If passed, the new jail would be built in downtown Tyler adjacent to the current jail, along Erwin and Fannin Street. They've been comparing costs since the beginning of this year. And basically they say the price of transporting inmates would just be too expensive. And everything needs to be centralized downtown.
Senator Kevin Eltife, county officials, and even a strong voice who opposed the former package all came together and said they've created the most efficient and low-cost plan for Smith County.
It has a price tag just shy of $60 million, a big difference from the $125 million package that voters refused to pay for last year.

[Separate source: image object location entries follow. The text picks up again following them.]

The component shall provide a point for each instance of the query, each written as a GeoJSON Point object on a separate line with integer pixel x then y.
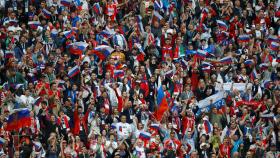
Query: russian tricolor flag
{"type": "Point", "coordinates": [46, 13]}
{"type": "Point", "coordinates": [155, 126]}
{"type": "Point", "coordinates": [272, 38]}
{"type": "Point", "coordinates": [18, 119]}
{"type": "Point", "coordinates": [145, 136]}
{"type": "Point", "coordinates": [266, 83]}
{"type": "Point", "coordinates": [11, 22]}
{"type": "Point", "coordinates": [206, 64]}
{"type": "Point", "coordinates": [2, 141]}
{"type": "Point", "coordinates": [190, 52]}
{"type": "Point", "coordinates": [249, 62]}
{"type": "Point", "coordinates": [243, 38]}
{"type": "Point", "coordinates": [107, 33]}
{"type": "Point", "coordinates": [77, 48]}
{"type": "Point", "coordinates": [102, 51]}
{"type": "Point", "coordinates": [206, 69]}
{"type": "Point", "coordinates": [263, 66]}
{"type": "Point", "coordinates": [68, 34]}
{"type": "Point", "coordinates": [254, 75]}
{"type": "Point", "coordinates": [274, 46]}
{"type": "Point", "coordinates": [96, 8]}
{"type": "Point", "coordinates": [66, 3]}
{"type": "Point", "coordinates": [184, 64]}
{"type": "Point", "coordinates": [54, 33]}
{"type": "Point", "coordinates": [9, 54]}
{"type": "Point", "coordinates": [162, 104]}
{"type": "Point", "coordinates": [74, 71]}
{"type": "Point", "coordinates": [118, 73]}
{"type": "Point", "coordinates": [139, 23]}
{"type": "Point", "coordinates": [222, 25]}
{"type": "Point", "coordinates": [202, 53]}
{"type": "Point", "coordinates": [207, 126]}
{"type": "Point", "coordinates": [34, 24]}
{"type": "Point", "coordinates": [38, 101]}
{"type": "Point", "coordinates": [156, 17]}
{"type": "Point", "coordinates": [226, 60]}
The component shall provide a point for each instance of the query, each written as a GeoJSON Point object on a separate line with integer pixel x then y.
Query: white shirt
{"type": "Point", "coordinates": [112, 147]}
{"type": "Point", "coordinates": [123, 130]}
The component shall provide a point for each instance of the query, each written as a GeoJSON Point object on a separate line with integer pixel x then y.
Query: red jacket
{"type": "Point", "coordinates": [77, 121]}
{"type": "Point", "coordinates": [167, 51]}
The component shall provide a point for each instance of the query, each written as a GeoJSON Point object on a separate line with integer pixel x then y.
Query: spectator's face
{"type": "Point", "coordinates": [123, 119]}
{"type": "Point", "coordinates": [52, 118]}
{"type": "Point", "coordinates": [194, 154]}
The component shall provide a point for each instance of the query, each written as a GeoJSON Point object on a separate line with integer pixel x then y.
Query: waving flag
{"type": "Point", "coordinates": [272, 38]}
{"type": "Point", "coordinates": [206, 69]}
{"type": "Point", "coordinates": [96, 8]}
{"type": "Point", "coordinates": [66, 3]}
{"type": "Point", "coordinates": [222, 25]}
{"type": "Point", "coordinates": [226, 60]}
{"type": "Point", "coordinates": [102, 51]}
{"type": "Point", "coordinates": [34, 24]}
{"type": "Point", "coordinates": [145, 136]}
{"type": "Point", "coordinates": [155, 126]}
{"type": "Point", "coordinates": [249, 62]}
{"type": "Point", "coordinates": [2, 141]}
{"type": "Point", "coordinates": [9, 54]}
{"type": "Point", "coordinates": [38, 101]}
{"type": "Point", "coordinates": [263, 66]}
{"type": "Point", "coordinates": [139, 23]}
{"type": "Point", "coordinates": [11, 22]}
{"type": "Point", "coordinates": [37, 146]}
{"type": "Point", "coordinates": [74, 71]}
{"type": "Point", "coordinates": [69, 34]}
{"type": "Point", "coordinates": [190, 52]}
{"type": "Point", "coordinates": [77, 48]}
{"type": "Point", "coordinates": [20, 118]}
{"type": "Point", "coordinates": [254, 75]}
{"type": "Point", "coordinates": [107, 33]}
{"type": "Point", "coordinates": [266, 83]}
{"type": "Point", "coordinates": [118, 73]}
{"type": "Point", "coordinates": [156, 17]}
{"type": "Point", "coordinates": [207, 126]}
{"type": "Point", "coordinates": [243, 38]}
{"type": "Point", "coordinates": [46, 13]}
{"type": "Point", "coordinates": [162, 104]}
{"type": "Point", "coordinates": [184, 64]}
{"type": "Point", "coordinates": [274, 46]}
{"type": "Point", "coordinates": [203, 15]}
{"type": "Point", "coordinates": [206, 64]}
{"type": "Point", "coordinates": [54, 33]}
{"type": "Point", "coordinates": [203, 54]}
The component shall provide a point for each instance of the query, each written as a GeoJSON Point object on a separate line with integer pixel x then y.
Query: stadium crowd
{"type": "Point", "coordinates": [139, 78]}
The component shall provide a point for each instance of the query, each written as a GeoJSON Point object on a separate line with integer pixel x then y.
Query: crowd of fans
{"type": "Point", "coordinates": [90, 73]}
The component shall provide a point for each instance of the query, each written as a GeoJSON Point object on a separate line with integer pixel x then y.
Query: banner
{"type": "Point", "coordinates": [227, 86]}
{"type": "Point", "coordinates": [207, 101]}
{"type": "Point", "coordinates": [253, 104]}
{"type": "Point", "coordinates": [218, 104]}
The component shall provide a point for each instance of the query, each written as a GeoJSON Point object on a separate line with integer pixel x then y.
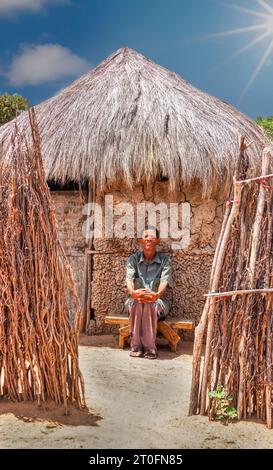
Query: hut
{"type": "Point", "coordinates": [138, 133]}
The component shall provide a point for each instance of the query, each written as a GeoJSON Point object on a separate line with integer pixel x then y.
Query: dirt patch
{"type": "Point", "coordinates": [49, 413]}
{"type": "Point", "coordinates": [141, 403]}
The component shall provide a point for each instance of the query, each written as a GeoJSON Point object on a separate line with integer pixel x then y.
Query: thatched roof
{"type": "Point", "coordinates": [130, 119]}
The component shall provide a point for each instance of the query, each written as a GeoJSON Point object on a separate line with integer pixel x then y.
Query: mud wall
{"type": "Point", "coordinates": [191, 266]}
{"type": "Point", "coordinates": [68, 210]}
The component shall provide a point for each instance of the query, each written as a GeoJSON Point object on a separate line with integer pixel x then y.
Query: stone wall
{"type": "Point", "coordinates": [191, 267]}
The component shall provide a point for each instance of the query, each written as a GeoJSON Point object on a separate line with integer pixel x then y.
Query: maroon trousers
{"type": "Point", "coordinates": [143, 326]}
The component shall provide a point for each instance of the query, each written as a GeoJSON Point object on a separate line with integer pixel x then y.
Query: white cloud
{"type": "Point", "coordinates": [44, 63]}
{"type": "Point", "coordinates": [9, 7]}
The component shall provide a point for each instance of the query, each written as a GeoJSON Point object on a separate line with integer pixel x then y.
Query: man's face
{"type": "Point", "coordinates": [149, 240]}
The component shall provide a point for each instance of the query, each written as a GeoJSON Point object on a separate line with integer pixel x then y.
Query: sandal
{"type": "Point", "coordinates": [136, 354]}
{"type": "Point", "coordinates": [149, 355]}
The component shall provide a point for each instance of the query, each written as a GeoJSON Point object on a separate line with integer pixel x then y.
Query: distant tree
{"type": "Point", "coordinates": [267, 124]}
{"type": "Point", "coordinates": [11, 106]}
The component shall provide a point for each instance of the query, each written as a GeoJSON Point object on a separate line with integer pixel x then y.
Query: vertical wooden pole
{"type": "Point", "coordinates": [87, 274]}
{"type": "Point", "coordinates": [252, 265]}
{"type": "Point", "coordinates": [209, 308]}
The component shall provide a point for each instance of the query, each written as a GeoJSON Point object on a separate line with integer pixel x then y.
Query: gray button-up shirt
{"type": "Point", "coordinates": [150, 275]}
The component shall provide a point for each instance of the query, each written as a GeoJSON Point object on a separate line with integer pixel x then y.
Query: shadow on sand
{"type": "Point", "coordinates": [49, 413]}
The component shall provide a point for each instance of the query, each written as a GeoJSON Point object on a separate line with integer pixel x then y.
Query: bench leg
{"type": "Point", "coordinates": [123, 335]}
{"type": "Point", "coordinates": [168, 333]}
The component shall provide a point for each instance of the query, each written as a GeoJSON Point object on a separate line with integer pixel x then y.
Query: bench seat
{"type": "Point", "coordinates": [168, 328]}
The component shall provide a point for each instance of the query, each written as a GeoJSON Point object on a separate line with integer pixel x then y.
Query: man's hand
{"type": "Point", "coordinates": [145, 295]}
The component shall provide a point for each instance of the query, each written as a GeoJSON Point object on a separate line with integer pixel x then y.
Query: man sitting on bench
{"type": "Point", "coordinates": [148, 273]}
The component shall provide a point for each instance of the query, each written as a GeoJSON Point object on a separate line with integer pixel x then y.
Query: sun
{"type": "Point", "coordinates": [264, 27]}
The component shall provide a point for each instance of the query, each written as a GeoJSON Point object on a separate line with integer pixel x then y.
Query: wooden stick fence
{"type": "Point", "coordinates": [38, 331]}
{"type": "Point", "coordinates": [237, 319]}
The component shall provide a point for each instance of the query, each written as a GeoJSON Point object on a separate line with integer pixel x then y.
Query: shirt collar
{"type": "Point", "coordinates": [155, 260]}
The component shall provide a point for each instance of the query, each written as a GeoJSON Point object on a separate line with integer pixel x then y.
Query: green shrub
{"type": "Point", "coordinates": [11, 106]}
{"type": "Point", "coordinates": [223, 405]}
{"type": "Point", "coordinates": [267, 124]}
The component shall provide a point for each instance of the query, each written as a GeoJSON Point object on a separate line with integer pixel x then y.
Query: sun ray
{"type": "Point", "coordinates": [244, 10]}
{"type": "Point", "coordinates": [259, 67]}
{"type": "Point", "coordinates": [244, 49]}
{"type": "Point", "coordinates": [230, 32]}
{"type": "Point", "coordinates": [265, 6]}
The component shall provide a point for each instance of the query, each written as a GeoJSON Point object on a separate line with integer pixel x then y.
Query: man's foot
{"type": "Point", "coordinates": [150, 355]}
{"type": "Point", "coordinates": [136, 354]}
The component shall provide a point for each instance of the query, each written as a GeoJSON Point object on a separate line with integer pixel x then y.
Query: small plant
{"type": "Point", "coordinates": [222, 408]}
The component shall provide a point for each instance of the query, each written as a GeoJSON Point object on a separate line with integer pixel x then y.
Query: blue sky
{"type": "Point", "coordinates": [46, 44]}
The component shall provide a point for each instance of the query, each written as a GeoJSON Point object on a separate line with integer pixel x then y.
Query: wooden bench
{"type": "Point", "coordinates": [168, 328]}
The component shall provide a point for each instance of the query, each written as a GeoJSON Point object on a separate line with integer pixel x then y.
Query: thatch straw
{"type": "Point", "coordinates": [38, 336]}
{"type": "Point", "coordinates": [130, 119]}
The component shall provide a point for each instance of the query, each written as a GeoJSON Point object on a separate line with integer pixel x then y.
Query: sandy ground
{"type": "Point", "coordinates": [133, 402]}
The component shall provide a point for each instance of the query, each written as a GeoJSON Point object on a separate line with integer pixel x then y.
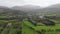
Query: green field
{"type": "Point", "coordinates": [48, 29]}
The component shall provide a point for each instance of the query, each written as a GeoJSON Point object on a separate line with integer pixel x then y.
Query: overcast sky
{"type": "Point", "coordinates": [42, 3]}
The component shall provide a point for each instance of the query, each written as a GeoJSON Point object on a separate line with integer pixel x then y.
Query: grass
{"type": "Point", "coordinates": [27, 30]}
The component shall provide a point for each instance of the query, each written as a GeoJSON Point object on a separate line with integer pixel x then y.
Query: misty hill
{"type": "Point", "coordinates": [9, 11]}
{"type": "Point", "coordinates": [26, 7]}
{"type": "Point", "coordinates": [52, 9]}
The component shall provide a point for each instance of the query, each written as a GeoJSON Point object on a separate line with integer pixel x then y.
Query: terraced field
{"type": "Point", "coordinates": [44, 29]}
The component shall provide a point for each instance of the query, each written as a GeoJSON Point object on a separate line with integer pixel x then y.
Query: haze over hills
{"type": "Point", "coordinates": [26, 7]}
{"type": "Point", "coordinates": [33, 9]}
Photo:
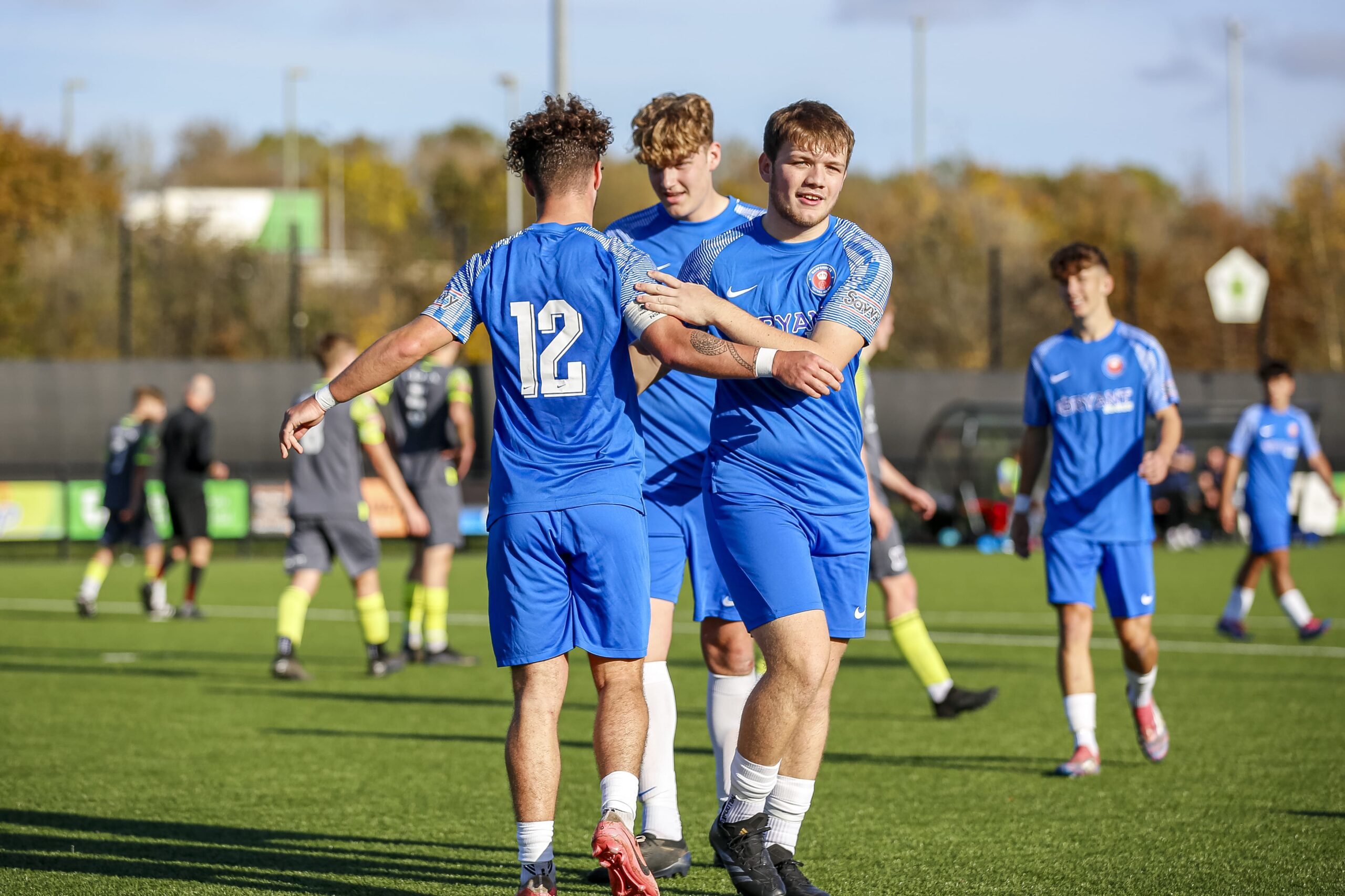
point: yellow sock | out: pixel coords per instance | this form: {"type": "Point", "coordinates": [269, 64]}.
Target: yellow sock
{"type": "Point", "coordinates": [415, 614]}
{"type": "Point", "coordinates": [373, 618]}
{"type": "Point", "coordinates": [95, 575]}
{"type": "Point", "coordinates": [436, 619]}
{"type": "Point", "coordinates": [294, 607]}
{"type": "Point", "coordinates": [912, 640]}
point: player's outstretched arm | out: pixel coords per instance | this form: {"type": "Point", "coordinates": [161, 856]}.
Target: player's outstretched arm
{"type": "Point", "coordinates": [1032, 454]}
{"type": "Point", "coordinates": [705, 354]}
{"type": "Point", "coordinates": [378, 363]}
{"type": "Point", "coordinates": [1153, 467]}
{"type": "Point", "coordinates": [697, 306]}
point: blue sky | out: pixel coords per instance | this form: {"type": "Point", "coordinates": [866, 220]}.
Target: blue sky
{"type": "Point", "coordinates": [1019, 84]}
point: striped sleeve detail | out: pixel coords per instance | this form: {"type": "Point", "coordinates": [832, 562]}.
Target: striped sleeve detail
{"type": "Point", "coordinates": [633, 267]}
{"type": "Point", "coordinates": [863, 296]}
{"type": "Point", "coordinates": [700, 264]}
{"type": "Point", "coordinates": [1160, 385]}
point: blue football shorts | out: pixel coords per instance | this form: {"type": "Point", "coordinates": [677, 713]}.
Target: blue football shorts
{"type": "Point", "coordinates": [680, 536]}
{"type": "Point", "coordinates": [1074, 566]}
{"type": "Point", "coordinates": [567, 579]}
{"type": "Point", "coordinates": [781, 560]}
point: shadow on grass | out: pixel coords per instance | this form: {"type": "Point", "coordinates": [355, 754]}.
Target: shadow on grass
{"type": "Point", "coordinates": [107, 669]}
{"type": "Point", "coordinates": [256, 857]}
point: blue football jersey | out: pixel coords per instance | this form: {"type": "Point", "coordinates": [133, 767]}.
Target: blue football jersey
{"type": "Point", "coordinates": [676, 411]}
{"type": "Point", "coordinates": [558, 305]}
{"type": "Point", "coordinates": [1096, 397]}
{"type": "Point", "coordinates": [767, 439]}
{"type": "Point", "coordinates": [1270, 442]}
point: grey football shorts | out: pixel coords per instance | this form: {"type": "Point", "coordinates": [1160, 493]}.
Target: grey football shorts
{"type": "Point", "coordinates": [888, 556]}
{"type": "Point", "coordinates": [441, 502]}
{"type": "Point", "coordinates": [315, 540]}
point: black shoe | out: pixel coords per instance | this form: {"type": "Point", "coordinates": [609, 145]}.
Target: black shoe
{"type": "Point", "coordinates": [665, 857]}
{"type": "Point", "coordinates": [741, 848]}
{"type": "Point", "coordinates": [962, 701]}
{"type": "Point", "coordinates": [382, 665]}
{"type": "Point", "coordinates": [450, 657]}
{"type": "Point", "coordinates": [795, 883]}
{"type": "Point", "coordinates": [288, 669]}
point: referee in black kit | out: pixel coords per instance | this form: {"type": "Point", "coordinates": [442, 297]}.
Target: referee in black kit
{"type": "Point", "coordinates": [188, 442]}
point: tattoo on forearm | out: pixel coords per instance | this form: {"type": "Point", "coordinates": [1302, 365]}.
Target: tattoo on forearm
{"type": "Point", "coordinates": [708, 343]}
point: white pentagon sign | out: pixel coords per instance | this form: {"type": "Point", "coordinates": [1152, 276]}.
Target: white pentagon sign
{"type": "Point", "coordinates": [1238, 287]}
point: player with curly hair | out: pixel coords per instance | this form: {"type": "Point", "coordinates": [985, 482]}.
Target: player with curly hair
{"type": "Point", "coordinates": [568, 563]}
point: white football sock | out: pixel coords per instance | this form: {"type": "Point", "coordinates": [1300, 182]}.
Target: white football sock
{"type": "Point", "coordinates": [726, 696]}
{"type": "Point", "coordinates": [787, 805]}
{"type": "Point", "coordinates": [620, 791]}
{"type": "Point", "coordinates": [1140, 688]}
{"type": "Point", "coordinates": [658, 778]}
{"type": "Point", "coordinates": [1082, 715]}
{"type": "Point", "coordinates": [1295, 607]}
{"type": "Point", "coordinates": [1239, 603]}
{"type": "Point", "coordinates": [748, 789]}
{"type": "Point", "coordinates": [939, 691]}
{"type": "Point", "coordinates": [534, 847]}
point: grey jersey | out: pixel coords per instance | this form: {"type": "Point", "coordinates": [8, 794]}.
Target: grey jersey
{"type": "Point", "coordinates": [870, 420]}
{"type": "Point", "coordinates": [326, 478]}
{"type": "Point", "coordinates": [417, 418]}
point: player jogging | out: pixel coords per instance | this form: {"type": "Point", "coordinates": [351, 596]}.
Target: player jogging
{"type": "Point", "coordinates": [429, 419]}
{"type": "Point", "coordinates": [888, 555]}
{"type": "Point", "coordinates": [188, 444]}
{"type": "Point", "coordinates": [332, 518]}
{"type": "Point", "coordinates": [789, 499]}
{"type": "Point", "coordinates": [132, 452]}
{"type": "Point", "coordinates": [1269, 439]}
{"type": "Point", "coordinates": [1094, 385]}
{"type": "Point", "coordinates": [568, 563]}
{"type": "Point", "coordinates": [674, 139]}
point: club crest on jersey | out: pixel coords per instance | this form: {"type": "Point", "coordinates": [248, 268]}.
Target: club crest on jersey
{"type": "Point", "coordinates": [821, 279]}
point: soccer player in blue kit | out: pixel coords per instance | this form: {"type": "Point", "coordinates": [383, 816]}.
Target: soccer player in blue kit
{"type": "Point", "coordinates": [787, 493]}
{"type": "Point", "coordinates": [674, 139]}
{"type": "Point", "coordinates": [1094, 385]}
{"type": "Point", "coordinates": [568, 556]}
{"type": "Point", "coordinates": [1270, 437]}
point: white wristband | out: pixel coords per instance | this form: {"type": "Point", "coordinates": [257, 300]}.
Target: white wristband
{"type": "Point", "coordinates": [325, 399]}
{"type": "Point", "coordinates": [765, 358]}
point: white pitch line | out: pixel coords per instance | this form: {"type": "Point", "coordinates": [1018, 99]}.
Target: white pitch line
{"type": "Point", "coordinates": [233, 611]}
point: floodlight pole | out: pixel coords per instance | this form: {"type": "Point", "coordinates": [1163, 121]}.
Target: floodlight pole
{"type": "Point", "coordinates": [560, 51]}
{"type": "Point", "coordinates": [513, 186]}
{"type": "Point", "coordinates": [68, 109]}
{"type": "Point", "coordinates": [918, 93]}
{"type": "Point", "coordinates": [1235, 113]}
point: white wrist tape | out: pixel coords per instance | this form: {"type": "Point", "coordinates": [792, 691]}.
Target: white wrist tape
{"type": "Point", "coordinates": [765, 358]}
{"type": "Point", "coordinates": [325, 399]}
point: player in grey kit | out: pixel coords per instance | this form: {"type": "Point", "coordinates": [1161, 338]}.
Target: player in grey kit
{"type": "Point", "coordinates": [429, 423]}
{"type": "Point", "coordinates": [330, 517]}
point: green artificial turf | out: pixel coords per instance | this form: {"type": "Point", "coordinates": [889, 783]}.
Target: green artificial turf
{"type": "Point", "coordinates": [160, 758]}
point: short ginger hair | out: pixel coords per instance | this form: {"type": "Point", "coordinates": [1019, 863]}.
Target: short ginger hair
{"type": "Point", "coordinates": [809, 126]}
{"type": "Point", "coordinates": [670, 128]}
{"type": "Point", "coordinates": [1072, 259]}
{"type": "Point", "coordinates": [558, 144]}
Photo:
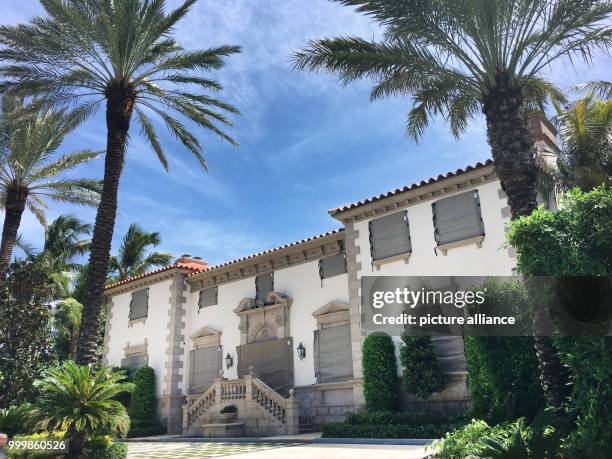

"We believe this is the best plan we can possibly produce after listening to all the comments from the public and learning some lessons in previous bond proposals," said Smith County Judge Joel Baker.
But how is it cheaper? A big reason is it reduces the number of beds and keeps the Low Risk Facility operating.
"By continuing the operation of the Low Risk Facility, we are able to achieve the numbers we need to achieve for inmate housing, for the number of beds, and this will carry us forward for the next 15 possibly 20 years," said Baker.
Baker said it would cost the average homeowner $2.61 cents a month in property tax. Or, based on the average home price, a little more than $30 a year. He said it will also cut down on medical costs, because the new jail would include an infirmary.
"So rather than taking inmates to the hospital for minor needs, it will have 42 beds at the jail," said Baker.
Bobby Curtis led an opposition group against last year's package. He worked closely with Smith County to design what he calls a "no frills jail".
"It's not going to have a bell tower, it's not going to have a clock tower, it's going to be a jail," said Curtis.
"We could work on this process for many more years, but the cost is not going to decrease and our need is not going to decrease," said Baker. "I think it's very important for the community to embrace this idea."
Committee members are scheduled to present a plan to city leaders this Friday. The State Jail Commission has already given a preliminary green light.
The proposal is set to go before the commissioner's court August 6th. The deadline to get the proposal on the November ballot is late August.